Nel 1073 era salito al soglio pontificio Ildebrando di Soana, col nome di Gregorio VII. Nello stesso anno il nuovo imperatore Enrico IV, dopo aver riorganizzato il territorio tedesco, si era rivolto verso i suoi possedimenti in Italia. Cominciò tra i due personaggi un duro duello, che vide contrapposta l'autorità della Chiesa a quella dell'Impero (lotta per le investiture). Nel 1076 il papa decise di scomunicare l'imperatore.
Matilde si ritenne libera di agire secondo la sua completa volontà e si schierò con decisione al fianco di papa Gregorio VII, nonostante l'imperatore fosse suo secondo cugino.
La scomunica indusse Enrico IV a venire a patti col papa. L'imperatore scese in Italia per parlare personalmente col pontefice. Gregorio VII lo ricevette nel gennaio 1077 mentre era ospite di Matilde nel castello di Canossa. In quell'occasione l'imperatore, per ottenere la revoca della scomunica da parte del papa, fu costretto ad attendere davanti al portale d'ingresso del castello per tre giorni e tre notti inginocchiato col capo cosparso di cenere. Il faccia a faccia si risolse con un compromesso (28 gennaio 1077): Gregorio revocò la scomunica a Enrico, ma non la dichiarazione di decadenza dal trono.
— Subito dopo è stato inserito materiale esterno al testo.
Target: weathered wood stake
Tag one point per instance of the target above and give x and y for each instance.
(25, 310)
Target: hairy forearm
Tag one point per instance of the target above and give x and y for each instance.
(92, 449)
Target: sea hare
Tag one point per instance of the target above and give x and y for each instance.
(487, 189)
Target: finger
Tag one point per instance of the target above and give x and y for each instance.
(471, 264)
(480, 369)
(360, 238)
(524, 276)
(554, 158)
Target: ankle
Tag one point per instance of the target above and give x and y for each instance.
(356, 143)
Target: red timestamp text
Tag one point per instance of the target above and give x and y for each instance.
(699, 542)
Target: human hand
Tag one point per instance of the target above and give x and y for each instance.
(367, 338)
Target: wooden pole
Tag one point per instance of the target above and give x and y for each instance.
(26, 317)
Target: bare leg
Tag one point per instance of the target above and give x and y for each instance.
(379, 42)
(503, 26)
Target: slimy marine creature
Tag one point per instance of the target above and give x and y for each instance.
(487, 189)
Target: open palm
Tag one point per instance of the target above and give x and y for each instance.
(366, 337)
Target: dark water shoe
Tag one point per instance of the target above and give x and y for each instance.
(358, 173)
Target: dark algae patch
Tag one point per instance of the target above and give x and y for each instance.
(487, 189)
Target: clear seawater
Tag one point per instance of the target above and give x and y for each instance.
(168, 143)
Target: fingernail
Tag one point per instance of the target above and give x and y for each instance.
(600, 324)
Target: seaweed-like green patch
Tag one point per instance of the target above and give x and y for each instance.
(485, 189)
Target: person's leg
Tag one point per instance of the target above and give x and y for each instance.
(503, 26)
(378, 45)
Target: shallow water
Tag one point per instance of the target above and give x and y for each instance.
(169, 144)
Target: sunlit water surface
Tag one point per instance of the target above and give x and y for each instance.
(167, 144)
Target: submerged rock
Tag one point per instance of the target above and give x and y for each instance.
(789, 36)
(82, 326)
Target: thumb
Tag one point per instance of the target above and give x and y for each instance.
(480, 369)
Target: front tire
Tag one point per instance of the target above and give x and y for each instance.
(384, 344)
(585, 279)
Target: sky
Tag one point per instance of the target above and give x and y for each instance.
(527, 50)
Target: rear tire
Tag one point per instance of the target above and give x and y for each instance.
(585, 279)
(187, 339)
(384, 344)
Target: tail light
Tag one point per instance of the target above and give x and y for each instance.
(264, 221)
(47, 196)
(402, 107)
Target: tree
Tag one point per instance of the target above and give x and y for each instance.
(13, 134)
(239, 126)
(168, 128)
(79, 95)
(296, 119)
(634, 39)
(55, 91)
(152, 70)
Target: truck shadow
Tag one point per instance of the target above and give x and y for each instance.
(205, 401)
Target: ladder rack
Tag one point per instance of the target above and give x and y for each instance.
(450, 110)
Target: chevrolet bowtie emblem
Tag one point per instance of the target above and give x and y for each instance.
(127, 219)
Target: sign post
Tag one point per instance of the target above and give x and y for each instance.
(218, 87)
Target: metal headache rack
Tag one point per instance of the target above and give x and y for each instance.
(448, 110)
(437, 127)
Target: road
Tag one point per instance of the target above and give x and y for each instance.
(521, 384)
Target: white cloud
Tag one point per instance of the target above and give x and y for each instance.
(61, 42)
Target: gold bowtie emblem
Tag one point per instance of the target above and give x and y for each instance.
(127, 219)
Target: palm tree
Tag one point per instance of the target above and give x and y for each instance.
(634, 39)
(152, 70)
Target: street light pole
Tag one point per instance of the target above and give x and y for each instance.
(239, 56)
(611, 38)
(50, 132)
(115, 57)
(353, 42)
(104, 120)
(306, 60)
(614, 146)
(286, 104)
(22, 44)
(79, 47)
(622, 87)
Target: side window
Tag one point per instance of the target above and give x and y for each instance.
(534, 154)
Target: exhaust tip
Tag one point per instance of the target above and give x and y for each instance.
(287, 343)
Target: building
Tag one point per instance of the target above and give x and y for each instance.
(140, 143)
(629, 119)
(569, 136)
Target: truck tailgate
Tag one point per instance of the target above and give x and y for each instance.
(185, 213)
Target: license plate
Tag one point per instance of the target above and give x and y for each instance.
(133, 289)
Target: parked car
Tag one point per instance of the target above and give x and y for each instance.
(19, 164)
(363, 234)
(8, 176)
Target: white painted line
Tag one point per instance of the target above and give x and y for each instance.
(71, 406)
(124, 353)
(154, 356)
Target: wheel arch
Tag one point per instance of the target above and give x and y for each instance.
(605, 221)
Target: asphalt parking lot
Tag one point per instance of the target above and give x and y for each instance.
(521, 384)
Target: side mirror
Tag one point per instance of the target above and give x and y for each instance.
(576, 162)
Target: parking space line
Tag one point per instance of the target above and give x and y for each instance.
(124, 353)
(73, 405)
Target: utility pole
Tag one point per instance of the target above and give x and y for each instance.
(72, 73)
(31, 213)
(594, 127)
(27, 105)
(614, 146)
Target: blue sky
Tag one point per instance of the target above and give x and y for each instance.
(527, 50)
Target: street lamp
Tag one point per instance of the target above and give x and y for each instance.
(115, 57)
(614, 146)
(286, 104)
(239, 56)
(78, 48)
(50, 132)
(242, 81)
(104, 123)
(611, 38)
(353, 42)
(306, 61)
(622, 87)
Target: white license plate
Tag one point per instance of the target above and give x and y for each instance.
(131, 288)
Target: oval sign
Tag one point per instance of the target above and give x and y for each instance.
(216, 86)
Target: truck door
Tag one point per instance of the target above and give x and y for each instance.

Nel 1079 Matilde donò al papa tutti i suoi domini, in aperta sfida con l'imperatore, visti i diritti che il sovrano vantava su di essi, sia come signore feudale, sia come parente prossimo.
Ma in due anni le sorti del confronto tra papato ed impero si ribaltarono: nel 1080 Enrico IV convocò un Concilio a Bressanone in cui fece deporre il papa. L'anno seguente decise di scendere una seconda volta in Italia per ribadire la sua signoria sui suoi territori. Decretò Matilde deposta e bandita dall'impero.
Ma la Grancontessa non se ne diede per vinta e, mentre Gregorio VII era costretto all'esilio, Matilde resisté e il2 luglio 1084 riuscì a sbaragliare inaspettatamente l'esercito imperiale nella famosa battaglia di Sorbara, presso Modena riuscendo nella formazione di una coalizione favorevole al papato a cui aderirono i bolognesi e contrapposta alla lega imperiale.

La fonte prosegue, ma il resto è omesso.